Lately, I have been finding myself saying that I feel as though I am raising quads, and not triplets + 1. Abby has jumped right into the midst of her siblings...following them around when they play and trying to imitate what they say and how they eat.
I am so sad to see that my baby is no where near being a baby, yet alone a two-year old. Today, she tried to carry on a conversation with me when I called home.. and although I felt like I was in a laurel & hardy rendition of "whose on first,", I could make out the gist of our conversation. But it gets worse. She can open a babybel cheese all by herself! (For those that don't know what this is, it is those circular cheeses that are covered in red wax where you have to grab the white tape strip and pull down hard so as to separate the red wax from the cheese. But first, you have to remove the plastic wrapper that is around the wax.
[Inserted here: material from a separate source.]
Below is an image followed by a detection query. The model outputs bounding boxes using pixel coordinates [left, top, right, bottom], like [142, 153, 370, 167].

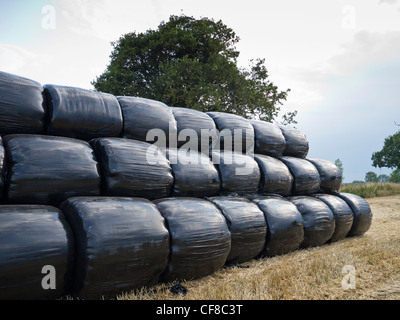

Not an easy task, I say.) Mateo still needs a little help with these... but not my Abby. "Myself!"
She also needs to sit at the big table (no more high chair) and use a fork to eat... a big fork, not a kid fork. And not a kid plate. Glass plates for her. But she doesn't stop there. She needs to pass herself the plate of food (i.e. tomatoes, or a bowl of corn) and dish the food onto HER plate, and then pick the plate or bowl up, and pass it along. She is TWO!!!
She amazes me every second of every day. If she sees a boo-boo on my hand, she has to stop and kiss it. If she sees her siblings playing a game on the wii, she has to grab a chair, pull it over to the game, and sit down to watch. If they sing she has to join in.
...and while her independence is extremely noteworthy and exciting, I am sobbing inside because my baby is gone.